Jeff Probst

I Want Jeff Probst’s Job!

 

 

Watch out, Jeff, I’m coming for you!

I’ll admit it. I am a Survivor fan, and I have been one since the very first season. In all the seasons it has been on, I have seen all the episodes, save three. I think the game is entertaining, it is “real” (as much as a contrived reality show can be), and I think it makes for great social commentary. But, really, when the show is on all I can really think about is what Jeff is doing.

I mean, really, can anyone have a better job that this guy?

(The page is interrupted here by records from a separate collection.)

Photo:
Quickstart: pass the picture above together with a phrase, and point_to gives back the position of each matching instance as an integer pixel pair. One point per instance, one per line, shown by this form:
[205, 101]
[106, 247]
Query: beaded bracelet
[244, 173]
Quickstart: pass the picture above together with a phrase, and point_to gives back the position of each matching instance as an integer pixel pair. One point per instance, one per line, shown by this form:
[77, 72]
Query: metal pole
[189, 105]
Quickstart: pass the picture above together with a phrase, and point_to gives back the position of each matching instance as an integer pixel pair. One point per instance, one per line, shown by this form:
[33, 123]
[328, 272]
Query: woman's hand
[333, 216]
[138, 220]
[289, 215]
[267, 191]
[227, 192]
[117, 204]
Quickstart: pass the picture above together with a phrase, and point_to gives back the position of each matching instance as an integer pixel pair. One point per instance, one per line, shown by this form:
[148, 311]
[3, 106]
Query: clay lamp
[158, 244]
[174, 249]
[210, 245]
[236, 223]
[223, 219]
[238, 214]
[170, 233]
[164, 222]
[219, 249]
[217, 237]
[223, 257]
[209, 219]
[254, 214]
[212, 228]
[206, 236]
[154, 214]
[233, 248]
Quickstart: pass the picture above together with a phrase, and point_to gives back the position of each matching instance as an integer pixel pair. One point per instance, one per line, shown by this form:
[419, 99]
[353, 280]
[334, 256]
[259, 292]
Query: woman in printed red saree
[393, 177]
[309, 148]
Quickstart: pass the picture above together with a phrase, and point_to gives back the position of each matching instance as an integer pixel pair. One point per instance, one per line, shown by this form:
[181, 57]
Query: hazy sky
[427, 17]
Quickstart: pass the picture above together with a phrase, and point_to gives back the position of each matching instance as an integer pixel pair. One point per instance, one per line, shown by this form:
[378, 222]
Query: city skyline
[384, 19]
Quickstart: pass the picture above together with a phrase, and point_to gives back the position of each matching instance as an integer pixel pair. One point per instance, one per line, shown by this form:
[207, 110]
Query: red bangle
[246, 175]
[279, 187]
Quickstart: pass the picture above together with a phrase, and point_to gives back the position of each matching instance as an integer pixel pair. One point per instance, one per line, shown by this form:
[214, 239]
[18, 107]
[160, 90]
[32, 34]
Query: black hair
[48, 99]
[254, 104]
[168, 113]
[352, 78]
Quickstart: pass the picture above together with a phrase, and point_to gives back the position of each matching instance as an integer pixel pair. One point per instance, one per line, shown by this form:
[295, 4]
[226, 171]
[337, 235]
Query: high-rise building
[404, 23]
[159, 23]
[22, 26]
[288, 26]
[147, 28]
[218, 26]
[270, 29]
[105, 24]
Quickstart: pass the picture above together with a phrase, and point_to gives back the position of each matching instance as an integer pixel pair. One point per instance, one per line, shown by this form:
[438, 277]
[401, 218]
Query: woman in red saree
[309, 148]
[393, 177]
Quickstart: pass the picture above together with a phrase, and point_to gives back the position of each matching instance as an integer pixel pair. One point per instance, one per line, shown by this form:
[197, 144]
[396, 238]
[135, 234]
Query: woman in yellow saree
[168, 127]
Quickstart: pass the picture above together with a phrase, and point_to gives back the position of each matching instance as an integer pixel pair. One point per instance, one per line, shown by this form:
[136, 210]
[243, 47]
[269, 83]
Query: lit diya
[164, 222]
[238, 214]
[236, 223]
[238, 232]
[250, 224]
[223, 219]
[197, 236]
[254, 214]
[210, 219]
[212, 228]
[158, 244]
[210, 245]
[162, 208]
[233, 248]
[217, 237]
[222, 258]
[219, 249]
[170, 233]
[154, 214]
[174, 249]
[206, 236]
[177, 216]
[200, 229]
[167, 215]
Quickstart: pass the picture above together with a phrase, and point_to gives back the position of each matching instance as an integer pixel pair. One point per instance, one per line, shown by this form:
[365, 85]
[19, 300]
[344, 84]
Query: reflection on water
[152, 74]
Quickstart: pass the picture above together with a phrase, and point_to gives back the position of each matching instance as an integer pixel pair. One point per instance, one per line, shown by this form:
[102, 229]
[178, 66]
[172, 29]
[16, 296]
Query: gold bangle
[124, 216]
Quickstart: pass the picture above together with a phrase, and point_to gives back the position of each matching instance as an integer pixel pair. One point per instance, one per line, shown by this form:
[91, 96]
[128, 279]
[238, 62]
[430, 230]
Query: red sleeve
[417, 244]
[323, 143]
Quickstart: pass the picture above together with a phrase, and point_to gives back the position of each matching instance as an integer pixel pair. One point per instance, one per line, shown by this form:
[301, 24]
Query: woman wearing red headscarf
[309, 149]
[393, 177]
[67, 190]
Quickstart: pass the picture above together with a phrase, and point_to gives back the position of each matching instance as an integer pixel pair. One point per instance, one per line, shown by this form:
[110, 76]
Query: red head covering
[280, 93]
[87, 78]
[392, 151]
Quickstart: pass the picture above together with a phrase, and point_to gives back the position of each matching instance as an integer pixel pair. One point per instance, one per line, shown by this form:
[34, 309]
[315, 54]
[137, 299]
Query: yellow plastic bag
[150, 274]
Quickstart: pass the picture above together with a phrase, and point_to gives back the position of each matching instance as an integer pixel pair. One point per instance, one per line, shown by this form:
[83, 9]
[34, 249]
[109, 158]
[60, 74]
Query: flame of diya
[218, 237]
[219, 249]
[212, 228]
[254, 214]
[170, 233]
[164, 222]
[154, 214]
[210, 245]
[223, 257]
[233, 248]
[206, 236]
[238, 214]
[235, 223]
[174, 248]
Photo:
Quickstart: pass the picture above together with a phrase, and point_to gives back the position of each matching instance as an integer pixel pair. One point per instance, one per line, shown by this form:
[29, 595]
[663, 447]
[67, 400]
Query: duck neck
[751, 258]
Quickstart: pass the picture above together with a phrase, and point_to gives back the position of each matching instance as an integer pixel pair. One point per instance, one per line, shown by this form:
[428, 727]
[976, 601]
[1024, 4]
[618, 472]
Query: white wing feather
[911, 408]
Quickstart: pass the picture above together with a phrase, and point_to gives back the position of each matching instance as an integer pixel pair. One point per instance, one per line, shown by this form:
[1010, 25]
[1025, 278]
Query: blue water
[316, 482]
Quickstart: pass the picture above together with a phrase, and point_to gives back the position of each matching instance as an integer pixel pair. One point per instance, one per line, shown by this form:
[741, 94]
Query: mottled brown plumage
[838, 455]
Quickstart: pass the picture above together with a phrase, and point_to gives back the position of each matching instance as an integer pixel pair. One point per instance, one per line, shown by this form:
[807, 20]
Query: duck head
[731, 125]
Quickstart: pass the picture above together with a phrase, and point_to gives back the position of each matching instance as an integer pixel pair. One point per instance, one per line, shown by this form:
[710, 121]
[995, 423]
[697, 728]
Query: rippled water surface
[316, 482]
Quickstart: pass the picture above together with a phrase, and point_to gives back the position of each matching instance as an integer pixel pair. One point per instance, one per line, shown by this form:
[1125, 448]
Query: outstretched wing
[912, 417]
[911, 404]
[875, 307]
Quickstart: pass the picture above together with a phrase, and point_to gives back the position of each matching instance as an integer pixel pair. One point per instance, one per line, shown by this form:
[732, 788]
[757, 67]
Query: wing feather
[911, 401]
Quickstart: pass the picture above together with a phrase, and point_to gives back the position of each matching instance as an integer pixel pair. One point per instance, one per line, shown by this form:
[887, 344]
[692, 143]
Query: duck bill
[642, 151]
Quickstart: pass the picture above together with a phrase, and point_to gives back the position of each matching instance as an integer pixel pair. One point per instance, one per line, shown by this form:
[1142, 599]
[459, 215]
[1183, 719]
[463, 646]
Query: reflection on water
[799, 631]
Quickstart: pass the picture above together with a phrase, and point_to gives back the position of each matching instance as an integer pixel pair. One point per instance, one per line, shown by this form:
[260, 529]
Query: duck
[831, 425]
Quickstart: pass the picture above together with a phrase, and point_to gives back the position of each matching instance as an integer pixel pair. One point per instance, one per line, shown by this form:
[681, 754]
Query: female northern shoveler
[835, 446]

  1. He gets to visit exotic and cool places all over the world.
  2. He gets to travel on a vast array of vehicles and in different modes of transportation.
  3. He can get a tan.
  4. He get a really cool wardrobe of outdoor clothing.
  5. He spends his time lounging around “resort like” settings when he isn’t hosting challenges or getting people voted out of the tribe.
  6. He get so wear SHORTS as much as he wants! (that has to be one of the greatest bonuses ever!)
  7. He gets to interview and stir up problems between contestants.
  8. He eats well while on location.
  9. He sleeps well while on location because he has all the comforts of home while the contestants suffer.
  10. He gets sand, sun, surf, and beer (I am sure).

I’m just guessing here. I don’t know what his job really entails but I can imagine and I imagine that I would like it.

So, Jeff, if you ever need a replacement and you happen to run across this blog post, I am available. Yes, I already have a job but I could give it up if you called! I’ll be waiting by the phone…CALL ME!